The lenders -- Goldman Sachs Mortgage Co., Citicorp North America Inc., SL Green Realty Corp. (SLG) and KBS Debt Holdings LLC -- “may immediately seek to exercise available remedies, which will likely include attempting to foreclose on all or substantially all the collateral,” Gramercy said today in a statement.
Lenders that offered to extend troubled real estate debt after the 2008 financial crisis have turned increasingly to liquidating loans and selling the underlying assets, according to Real Capital Analytics Inc. In the first quarter, 57 percent of workouts were permanently resolved, mostly through liquidations or sales, up from 49 percent a year earlier, the New York-based property-data company reported April 18.
“Lenders are shifting relatively quickly from the ‘extend and pretend’ mentality to taking action and getting control of the assets,” John Guinee, an analyst who follows office and industrial real estate investment trusts at Stifel Nicolas & Co., said in a telephone interview from Baltimore.
Gramercy, which invests in loans secured by commercial and multifamily properties, delayed the release of its annual report as it sought to modify or refinance the loans, originally due in March 2010. The loans are secured by mortgages on properties held by the company’s Gramercy Realty division, according to Gramercy Capital’s third-quarter earnings report.
Mezzanine Loans
The portfolio consists of a $240.5 million mortgage and $549.7 million in senior and junior mezzanine loans, according to today’s statement. Mezzanine loans, used to bridge the difference between the senior mortgage and the owner’s equity, carry higher interest rates and give the holder the ability to foreclose on the property.
The Goldman mortgage and mezzanine debts were in connection with Gramercy’s $3.1 billion acquisition of American Financial Realty Trust in April 2008, Gramercy Chief Financial Officer Jon Clark said in an e-mail today. American Financial Realty, founded by Lewis Ranieri, invested mostly in bank branches and office buildings. Gramercy Realty has interests in about 900 properties, including 195 in a mortgage originated by Goldman, Clark said.
‘Substantial Book Loss’
A loss of the portfolio “would trigger a substantial book loss and would likely result in the company having negative book value,” according to Gramercy Capital’s earnings report.

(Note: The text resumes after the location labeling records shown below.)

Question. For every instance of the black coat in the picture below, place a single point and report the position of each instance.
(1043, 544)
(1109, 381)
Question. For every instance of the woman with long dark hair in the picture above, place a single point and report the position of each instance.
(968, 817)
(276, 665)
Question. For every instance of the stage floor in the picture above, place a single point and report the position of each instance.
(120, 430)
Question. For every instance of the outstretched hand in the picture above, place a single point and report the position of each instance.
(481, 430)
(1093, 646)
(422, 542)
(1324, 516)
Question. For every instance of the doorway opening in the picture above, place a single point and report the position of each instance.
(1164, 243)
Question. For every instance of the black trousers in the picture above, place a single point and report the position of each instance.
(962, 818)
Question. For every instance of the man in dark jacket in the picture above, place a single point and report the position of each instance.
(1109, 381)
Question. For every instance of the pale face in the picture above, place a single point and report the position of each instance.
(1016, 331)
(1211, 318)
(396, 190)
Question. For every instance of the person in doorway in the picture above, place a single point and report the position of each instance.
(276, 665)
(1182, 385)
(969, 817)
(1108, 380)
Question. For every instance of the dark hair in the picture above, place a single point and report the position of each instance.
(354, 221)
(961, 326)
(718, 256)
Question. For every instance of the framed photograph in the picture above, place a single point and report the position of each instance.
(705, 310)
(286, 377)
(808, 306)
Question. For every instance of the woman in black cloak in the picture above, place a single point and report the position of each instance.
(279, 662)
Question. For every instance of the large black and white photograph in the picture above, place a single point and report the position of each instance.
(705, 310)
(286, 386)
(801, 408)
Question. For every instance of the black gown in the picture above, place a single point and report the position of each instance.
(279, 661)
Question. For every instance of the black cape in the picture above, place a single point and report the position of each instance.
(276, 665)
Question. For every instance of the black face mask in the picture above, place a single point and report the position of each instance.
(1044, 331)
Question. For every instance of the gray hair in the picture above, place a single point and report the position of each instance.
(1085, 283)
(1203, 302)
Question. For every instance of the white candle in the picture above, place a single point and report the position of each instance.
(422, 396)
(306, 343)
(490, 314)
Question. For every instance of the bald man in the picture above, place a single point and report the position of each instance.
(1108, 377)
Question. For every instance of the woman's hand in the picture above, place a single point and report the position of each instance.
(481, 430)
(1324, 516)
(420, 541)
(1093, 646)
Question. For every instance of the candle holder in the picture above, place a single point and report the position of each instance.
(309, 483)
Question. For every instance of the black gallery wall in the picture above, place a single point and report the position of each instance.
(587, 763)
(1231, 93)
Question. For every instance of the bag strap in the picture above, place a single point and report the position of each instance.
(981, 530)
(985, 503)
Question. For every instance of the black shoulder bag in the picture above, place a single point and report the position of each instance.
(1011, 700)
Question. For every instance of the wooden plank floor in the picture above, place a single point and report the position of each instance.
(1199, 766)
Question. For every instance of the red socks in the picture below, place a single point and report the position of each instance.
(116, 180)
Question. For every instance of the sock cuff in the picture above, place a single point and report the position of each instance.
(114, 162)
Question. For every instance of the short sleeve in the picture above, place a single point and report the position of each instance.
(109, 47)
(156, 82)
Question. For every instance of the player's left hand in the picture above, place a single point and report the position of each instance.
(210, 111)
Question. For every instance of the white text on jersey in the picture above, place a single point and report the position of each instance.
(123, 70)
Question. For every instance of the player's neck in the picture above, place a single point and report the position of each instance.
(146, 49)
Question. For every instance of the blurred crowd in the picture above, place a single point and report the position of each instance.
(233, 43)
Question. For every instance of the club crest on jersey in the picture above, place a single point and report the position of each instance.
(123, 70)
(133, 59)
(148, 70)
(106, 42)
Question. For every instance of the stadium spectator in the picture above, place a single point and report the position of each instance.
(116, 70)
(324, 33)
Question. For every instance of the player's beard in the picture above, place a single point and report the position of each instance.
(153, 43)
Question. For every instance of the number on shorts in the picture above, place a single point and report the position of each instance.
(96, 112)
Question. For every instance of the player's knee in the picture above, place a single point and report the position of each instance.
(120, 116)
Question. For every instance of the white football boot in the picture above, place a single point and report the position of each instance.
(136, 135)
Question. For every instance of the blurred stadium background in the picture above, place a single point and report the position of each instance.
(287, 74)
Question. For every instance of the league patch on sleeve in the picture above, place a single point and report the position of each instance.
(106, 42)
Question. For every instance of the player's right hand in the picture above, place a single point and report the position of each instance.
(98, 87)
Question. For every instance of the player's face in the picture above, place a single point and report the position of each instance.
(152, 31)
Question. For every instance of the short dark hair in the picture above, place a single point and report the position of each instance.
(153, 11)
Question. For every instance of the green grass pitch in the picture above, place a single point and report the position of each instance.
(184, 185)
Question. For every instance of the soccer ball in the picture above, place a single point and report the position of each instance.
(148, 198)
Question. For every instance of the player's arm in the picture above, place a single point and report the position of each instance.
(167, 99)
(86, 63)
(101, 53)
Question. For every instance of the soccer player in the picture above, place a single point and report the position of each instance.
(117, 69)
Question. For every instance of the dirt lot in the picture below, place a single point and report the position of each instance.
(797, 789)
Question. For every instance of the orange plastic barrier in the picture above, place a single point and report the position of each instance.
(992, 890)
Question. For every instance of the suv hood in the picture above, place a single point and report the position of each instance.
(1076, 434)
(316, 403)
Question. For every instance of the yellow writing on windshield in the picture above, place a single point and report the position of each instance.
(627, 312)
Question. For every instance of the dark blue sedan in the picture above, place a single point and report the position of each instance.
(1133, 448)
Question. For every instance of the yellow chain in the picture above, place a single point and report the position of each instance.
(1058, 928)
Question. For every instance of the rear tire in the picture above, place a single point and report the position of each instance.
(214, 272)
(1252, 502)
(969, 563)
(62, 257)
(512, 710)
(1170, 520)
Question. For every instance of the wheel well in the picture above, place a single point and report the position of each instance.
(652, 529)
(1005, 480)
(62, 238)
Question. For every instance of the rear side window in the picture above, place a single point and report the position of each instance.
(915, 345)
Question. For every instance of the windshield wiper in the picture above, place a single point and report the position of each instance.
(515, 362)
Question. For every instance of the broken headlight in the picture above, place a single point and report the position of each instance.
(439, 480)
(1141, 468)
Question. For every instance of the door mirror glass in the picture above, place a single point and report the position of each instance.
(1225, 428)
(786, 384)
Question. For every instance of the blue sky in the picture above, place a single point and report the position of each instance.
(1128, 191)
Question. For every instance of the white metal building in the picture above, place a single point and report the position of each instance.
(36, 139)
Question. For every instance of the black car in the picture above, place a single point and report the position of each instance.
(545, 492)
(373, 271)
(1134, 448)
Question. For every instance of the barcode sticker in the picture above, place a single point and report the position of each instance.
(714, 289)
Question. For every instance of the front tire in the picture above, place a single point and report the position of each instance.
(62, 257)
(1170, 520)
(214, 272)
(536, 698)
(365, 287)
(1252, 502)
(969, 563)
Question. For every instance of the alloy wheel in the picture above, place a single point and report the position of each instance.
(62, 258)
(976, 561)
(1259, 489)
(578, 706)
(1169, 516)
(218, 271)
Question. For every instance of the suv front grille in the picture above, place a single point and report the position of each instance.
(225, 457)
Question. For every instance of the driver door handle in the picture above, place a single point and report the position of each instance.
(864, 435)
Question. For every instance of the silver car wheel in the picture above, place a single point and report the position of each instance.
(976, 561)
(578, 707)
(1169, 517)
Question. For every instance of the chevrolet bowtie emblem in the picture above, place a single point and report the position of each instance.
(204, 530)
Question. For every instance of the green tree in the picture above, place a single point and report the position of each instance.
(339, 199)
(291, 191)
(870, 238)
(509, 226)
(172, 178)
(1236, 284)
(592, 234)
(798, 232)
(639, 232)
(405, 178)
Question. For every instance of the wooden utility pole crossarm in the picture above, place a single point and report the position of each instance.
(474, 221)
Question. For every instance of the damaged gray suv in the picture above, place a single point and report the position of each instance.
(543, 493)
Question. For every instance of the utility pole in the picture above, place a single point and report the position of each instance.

Gramercy Capital was previously a financing unit of and run by executives from SL Green. Gramercy in 2009 acquired its management company, which was an SL Green unit, and hired its own executives, including Chief Executive Officer Roger Cozzi. SL Green remains its largest shareholder, according to data compiled by Bloomberg.
Gramercy was formed in 2004 “to assume, and then expand to a national scale, SL Green’s structured finance lending business,” according to Gramercy’s website. Both SL Green CEO Marc Holliday and President Andrew Mathias previously worked for Capital Trust Inc., a REIT that specializes in underwriting, structuring and managing real estate debt.
“They thought the investment opportunities were so big it warranted its own company,” said Michael Knott, an analyst at Newport Beach, California-based Green Street Advisors Inc. “At first it was a blissful marriage, through 2004, ‘05 and even into ‘06, then it did get a bit dicey. Eventually Green and Gramercy agreed to go their own ways.”
SL Green Acquisition
SL Green, Manhattan’s largest office landlord, agreed in December to buy real estate investments from Gramercy for $390.8 million, including the right to a 100 percent leasehold on the Lipstick Building at 885 Third Ave., 2 Herald Square and 292 Madison Ave. The proceeds from that deal are separate from Gramercy Realty, Clark said in an e-mail today.
Gramercy Capital fell 36 cents, or 13 percent, to $2.34 as of 4:15 p.m. in New York Stock Exchange composite trading.